Fast forward 100 days to the end of the strict ‘confinement’ we crawled though in Spain.

The glorious day eventually came when we could return to the beach. And with friends. Things weren’t quite back to normal, so if we had travelled in the same car as the friends, we would all have had to wear masks. So we took two cars. Which turned out to be quite fortunate.

Because after a seven or eight kilometre walk through a nature reserve and along a beach, we got back to the cars, only to discover again that the keys were no longer in Danielle’s bag. We all searched. We took everything out of the bag, turned it upside down and shook it. No keys fell out.

We went back over the walk, with no greater success.

It seemed extraordinary. Having never previously lost a key in our lives, we had now managed to lose two in just over three months. I won’t hide it from you: it was a pretty depressing discovery.

To misquote Oscar Wilde, to lose one key may be regarded as a misfortune, to lose two looks like carelessness.

Our friends were immensely kind. They took us first to the garage. The new key was available, but not usable, since it has to be programmed first.

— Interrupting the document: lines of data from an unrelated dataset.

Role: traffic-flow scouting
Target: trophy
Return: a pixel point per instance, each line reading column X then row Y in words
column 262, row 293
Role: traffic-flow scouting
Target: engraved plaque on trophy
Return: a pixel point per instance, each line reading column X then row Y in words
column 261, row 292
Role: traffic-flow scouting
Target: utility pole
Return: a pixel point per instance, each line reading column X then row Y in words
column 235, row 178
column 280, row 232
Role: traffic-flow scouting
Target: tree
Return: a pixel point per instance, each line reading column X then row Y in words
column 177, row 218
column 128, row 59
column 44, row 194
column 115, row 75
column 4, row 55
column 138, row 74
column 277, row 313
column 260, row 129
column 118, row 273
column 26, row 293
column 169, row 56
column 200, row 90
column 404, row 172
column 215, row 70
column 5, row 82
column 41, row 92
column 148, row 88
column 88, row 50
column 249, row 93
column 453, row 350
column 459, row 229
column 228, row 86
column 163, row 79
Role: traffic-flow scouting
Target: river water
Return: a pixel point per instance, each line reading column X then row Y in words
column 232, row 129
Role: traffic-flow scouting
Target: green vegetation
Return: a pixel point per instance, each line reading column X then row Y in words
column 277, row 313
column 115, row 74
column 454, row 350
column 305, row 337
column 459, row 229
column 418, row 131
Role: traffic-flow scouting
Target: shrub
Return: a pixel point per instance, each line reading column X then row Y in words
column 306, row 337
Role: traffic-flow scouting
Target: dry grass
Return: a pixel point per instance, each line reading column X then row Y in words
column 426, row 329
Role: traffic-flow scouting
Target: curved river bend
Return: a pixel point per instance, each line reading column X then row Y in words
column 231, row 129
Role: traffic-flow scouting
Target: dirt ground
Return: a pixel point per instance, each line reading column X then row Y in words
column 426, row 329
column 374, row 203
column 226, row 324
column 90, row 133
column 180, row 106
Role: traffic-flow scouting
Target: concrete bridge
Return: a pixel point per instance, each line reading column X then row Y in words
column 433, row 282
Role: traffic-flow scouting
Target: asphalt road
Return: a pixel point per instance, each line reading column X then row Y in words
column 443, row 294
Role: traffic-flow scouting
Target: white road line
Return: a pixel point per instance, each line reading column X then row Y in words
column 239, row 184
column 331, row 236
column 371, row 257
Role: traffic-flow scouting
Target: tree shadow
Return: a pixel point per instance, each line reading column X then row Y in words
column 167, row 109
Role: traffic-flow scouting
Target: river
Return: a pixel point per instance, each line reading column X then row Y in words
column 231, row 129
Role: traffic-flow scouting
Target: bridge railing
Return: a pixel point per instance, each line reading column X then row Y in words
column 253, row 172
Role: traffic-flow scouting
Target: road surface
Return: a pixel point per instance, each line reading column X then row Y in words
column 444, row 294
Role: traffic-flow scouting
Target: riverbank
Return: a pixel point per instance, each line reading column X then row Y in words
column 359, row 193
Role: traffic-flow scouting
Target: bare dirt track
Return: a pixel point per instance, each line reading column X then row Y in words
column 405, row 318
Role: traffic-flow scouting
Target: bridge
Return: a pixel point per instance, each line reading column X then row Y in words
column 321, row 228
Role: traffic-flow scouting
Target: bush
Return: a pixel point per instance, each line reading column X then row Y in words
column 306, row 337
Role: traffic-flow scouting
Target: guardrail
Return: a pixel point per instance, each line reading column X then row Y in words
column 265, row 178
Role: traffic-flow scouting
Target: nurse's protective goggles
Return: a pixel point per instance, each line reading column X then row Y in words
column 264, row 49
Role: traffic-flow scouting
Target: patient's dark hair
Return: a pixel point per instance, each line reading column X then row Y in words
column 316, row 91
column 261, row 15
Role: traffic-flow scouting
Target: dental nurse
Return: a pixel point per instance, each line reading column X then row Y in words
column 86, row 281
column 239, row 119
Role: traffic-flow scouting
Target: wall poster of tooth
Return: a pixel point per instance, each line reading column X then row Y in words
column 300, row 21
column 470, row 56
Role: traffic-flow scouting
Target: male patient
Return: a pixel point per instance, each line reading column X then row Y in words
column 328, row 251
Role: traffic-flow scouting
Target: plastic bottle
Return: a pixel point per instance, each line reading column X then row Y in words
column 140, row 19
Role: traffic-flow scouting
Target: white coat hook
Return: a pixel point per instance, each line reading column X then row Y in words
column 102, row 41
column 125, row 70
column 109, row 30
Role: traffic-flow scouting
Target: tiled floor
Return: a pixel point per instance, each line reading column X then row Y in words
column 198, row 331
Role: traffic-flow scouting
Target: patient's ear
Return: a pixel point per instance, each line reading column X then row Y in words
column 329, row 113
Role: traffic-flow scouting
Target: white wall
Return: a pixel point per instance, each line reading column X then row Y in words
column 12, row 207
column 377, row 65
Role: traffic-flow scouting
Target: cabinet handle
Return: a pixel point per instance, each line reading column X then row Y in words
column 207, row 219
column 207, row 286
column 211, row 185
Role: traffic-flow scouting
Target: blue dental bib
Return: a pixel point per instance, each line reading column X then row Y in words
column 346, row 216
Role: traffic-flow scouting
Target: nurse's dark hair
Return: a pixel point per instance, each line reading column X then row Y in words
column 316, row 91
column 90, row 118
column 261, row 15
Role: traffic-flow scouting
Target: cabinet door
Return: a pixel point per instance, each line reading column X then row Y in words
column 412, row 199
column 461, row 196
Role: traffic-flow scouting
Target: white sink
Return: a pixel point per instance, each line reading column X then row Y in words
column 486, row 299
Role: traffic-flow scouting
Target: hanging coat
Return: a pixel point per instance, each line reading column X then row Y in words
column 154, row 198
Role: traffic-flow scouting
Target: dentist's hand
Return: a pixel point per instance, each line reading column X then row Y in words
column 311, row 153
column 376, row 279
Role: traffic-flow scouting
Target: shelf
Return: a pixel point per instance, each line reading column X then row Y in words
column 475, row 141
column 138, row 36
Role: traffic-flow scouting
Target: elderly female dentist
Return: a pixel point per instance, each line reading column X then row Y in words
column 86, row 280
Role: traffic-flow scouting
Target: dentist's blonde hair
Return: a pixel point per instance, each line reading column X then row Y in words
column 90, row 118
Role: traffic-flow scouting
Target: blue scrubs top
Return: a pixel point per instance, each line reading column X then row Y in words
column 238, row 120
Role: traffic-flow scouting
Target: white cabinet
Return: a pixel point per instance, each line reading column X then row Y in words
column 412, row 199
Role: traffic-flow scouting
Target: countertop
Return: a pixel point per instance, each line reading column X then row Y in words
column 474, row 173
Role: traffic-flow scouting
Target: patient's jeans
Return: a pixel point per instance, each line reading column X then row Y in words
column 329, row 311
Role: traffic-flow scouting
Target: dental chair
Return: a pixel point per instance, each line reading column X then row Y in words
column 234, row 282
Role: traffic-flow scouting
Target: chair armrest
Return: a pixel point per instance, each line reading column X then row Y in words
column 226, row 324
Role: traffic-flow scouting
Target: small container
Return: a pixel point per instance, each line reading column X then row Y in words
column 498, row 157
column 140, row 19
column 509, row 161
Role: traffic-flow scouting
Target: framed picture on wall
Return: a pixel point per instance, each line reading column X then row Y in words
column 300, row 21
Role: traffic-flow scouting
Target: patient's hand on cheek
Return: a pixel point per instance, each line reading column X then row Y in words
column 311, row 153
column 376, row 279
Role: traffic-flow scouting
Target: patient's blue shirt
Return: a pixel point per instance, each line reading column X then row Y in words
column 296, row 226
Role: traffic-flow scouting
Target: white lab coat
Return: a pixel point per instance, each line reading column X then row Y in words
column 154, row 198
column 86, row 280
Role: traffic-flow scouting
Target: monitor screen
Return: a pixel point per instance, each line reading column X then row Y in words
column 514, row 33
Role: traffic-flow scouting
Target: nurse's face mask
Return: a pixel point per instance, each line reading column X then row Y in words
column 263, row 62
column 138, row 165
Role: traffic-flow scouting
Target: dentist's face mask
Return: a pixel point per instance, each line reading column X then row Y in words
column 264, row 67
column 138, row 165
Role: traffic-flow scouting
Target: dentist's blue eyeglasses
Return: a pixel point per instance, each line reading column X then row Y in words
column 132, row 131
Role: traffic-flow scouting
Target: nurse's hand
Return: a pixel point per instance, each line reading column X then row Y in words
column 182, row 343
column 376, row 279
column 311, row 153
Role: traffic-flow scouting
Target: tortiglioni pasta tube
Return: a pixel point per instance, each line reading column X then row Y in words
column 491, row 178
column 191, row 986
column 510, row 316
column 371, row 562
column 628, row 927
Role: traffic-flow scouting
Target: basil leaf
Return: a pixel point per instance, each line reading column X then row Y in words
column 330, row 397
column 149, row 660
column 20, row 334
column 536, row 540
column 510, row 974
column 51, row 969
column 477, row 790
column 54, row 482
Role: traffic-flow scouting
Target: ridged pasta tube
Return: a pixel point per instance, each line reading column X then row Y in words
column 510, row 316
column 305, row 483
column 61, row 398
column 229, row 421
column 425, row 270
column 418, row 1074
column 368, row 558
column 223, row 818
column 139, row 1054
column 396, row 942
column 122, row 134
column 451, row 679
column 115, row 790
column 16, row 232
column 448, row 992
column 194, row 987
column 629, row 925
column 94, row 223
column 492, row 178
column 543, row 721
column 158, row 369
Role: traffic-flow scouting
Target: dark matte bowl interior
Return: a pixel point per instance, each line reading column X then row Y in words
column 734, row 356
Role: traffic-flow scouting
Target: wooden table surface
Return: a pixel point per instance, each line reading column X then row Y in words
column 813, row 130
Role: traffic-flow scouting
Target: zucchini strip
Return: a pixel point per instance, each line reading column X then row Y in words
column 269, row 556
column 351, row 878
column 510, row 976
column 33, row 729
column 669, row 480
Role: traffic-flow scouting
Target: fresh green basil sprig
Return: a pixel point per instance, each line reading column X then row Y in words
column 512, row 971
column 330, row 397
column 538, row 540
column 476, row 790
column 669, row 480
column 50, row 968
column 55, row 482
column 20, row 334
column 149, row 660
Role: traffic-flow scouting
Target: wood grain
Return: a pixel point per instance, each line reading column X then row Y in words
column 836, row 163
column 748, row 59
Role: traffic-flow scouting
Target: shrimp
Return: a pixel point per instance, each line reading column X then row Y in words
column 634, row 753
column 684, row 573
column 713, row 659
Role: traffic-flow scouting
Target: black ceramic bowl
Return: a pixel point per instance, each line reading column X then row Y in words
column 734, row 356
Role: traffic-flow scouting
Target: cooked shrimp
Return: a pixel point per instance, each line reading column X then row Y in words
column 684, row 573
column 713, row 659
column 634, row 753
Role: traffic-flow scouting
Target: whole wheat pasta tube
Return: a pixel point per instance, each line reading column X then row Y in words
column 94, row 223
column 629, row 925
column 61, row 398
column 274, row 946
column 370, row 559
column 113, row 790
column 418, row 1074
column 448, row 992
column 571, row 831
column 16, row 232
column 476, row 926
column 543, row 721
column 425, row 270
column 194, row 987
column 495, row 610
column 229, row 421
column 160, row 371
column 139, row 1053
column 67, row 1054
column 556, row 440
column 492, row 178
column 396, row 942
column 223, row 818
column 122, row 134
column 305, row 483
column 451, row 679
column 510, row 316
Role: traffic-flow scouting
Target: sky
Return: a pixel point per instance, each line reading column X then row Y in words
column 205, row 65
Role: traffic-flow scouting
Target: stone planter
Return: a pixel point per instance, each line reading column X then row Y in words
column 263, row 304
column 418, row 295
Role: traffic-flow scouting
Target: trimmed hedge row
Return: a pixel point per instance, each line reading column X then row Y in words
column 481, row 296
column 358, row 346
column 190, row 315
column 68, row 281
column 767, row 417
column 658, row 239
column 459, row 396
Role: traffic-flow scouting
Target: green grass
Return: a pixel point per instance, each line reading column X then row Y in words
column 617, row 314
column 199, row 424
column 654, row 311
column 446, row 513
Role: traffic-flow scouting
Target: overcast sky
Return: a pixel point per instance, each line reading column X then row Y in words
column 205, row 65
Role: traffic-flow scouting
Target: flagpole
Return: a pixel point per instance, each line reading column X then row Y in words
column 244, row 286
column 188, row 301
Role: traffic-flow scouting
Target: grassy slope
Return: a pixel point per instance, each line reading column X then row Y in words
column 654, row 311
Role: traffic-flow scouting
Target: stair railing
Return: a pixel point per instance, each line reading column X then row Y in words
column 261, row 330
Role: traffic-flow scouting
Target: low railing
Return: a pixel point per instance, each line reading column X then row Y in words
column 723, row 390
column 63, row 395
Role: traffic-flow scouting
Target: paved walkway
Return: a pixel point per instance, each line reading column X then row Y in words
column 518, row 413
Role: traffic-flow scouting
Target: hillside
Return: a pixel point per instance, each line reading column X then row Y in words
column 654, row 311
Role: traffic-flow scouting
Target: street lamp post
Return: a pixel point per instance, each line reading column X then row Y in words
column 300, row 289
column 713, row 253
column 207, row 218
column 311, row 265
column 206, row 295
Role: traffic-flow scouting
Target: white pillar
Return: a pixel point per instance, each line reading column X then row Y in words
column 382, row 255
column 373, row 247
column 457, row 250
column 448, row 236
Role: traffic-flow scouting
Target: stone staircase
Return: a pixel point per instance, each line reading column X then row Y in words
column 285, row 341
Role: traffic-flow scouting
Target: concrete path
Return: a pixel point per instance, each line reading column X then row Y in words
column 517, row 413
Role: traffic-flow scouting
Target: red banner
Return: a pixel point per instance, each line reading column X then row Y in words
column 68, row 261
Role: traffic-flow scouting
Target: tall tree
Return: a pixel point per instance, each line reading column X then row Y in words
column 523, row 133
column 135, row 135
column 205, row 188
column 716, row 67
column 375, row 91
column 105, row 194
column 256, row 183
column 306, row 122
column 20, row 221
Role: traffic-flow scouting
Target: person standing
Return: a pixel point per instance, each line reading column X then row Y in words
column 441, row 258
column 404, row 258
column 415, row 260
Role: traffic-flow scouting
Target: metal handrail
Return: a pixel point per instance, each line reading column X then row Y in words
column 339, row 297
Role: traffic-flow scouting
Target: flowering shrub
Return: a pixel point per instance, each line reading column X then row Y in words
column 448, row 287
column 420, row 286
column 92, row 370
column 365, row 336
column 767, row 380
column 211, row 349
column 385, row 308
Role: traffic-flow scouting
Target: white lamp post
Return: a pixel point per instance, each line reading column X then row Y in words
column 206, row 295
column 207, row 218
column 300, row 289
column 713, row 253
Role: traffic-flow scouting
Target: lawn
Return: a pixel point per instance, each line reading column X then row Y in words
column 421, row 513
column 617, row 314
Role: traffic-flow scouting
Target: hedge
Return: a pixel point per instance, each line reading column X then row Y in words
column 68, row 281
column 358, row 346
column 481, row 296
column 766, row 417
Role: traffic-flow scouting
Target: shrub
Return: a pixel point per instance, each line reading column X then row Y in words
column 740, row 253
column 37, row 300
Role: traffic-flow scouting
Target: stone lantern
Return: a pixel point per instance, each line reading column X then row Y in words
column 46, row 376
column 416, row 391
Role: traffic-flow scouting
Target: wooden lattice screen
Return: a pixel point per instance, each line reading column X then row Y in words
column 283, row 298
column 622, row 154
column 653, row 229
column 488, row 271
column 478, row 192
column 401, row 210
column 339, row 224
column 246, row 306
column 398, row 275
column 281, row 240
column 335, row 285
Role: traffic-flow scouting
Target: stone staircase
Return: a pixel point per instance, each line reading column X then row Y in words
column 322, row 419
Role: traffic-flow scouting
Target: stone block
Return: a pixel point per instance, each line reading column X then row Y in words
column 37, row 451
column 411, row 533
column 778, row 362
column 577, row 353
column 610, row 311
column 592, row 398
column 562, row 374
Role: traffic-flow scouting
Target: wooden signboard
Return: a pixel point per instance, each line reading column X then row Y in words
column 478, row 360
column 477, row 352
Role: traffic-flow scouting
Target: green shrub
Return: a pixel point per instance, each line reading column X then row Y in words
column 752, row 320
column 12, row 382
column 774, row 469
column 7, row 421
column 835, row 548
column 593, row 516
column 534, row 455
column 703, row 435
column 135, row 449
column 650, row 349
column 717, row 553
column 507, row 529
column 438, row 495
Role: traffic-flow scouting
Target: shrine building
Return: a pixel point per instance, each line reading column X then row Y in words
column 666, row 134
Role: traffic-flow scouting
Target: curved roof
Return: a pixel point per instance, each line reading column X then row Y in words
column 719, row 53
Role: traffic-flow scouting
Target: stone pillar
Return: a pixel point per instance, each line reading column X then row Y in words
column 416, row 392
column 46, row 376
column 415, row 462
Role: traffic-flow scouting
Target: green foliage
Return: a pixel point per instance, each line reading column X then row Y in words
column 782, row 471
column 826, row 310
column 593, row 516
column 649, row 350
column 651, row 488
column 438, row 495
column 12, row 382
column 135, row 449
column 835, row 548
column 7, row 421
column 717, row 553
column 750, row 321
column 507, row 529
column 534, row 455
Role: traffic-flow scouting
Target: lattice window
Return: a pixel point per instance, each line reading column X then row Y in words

We had to find a way to get the car to the garage, which isn’t easy without a working key. While there, we ordered yet another key, to make sure we had a spare again.

Then our friends took us home, which at least didn’t take them too far out of their way: they live just half a dozen doors away from us. We walked disconsolately indoors. Danielle decided to get something out of my bag.

And found – the car keys.

It remains a complete mystery how the keys moved from her bag into mine. But somehow they did. We’ve decided that this is an enigma we’re never going to solve. Any more than the mystery of how it never occurred to any of the four of us on that walk to look in my bag for the keys, after not finding them in Danielle’s.

Another lift from our friends enabled us to collect the car. And the very next day, we had a call from the garage. The new key had turned up just 24 hours after we’d ordered it, unlike the previous one which took at least two weeks. So we couldn’t cancel it.

Three of a kind: an insurance policy


I’ve been back to the garage and got both new keys programmed and usable. So we now have three keys for the car.

Which may be just as well. With our track record, a bit of an insurance policy against key loss feels like a good investment.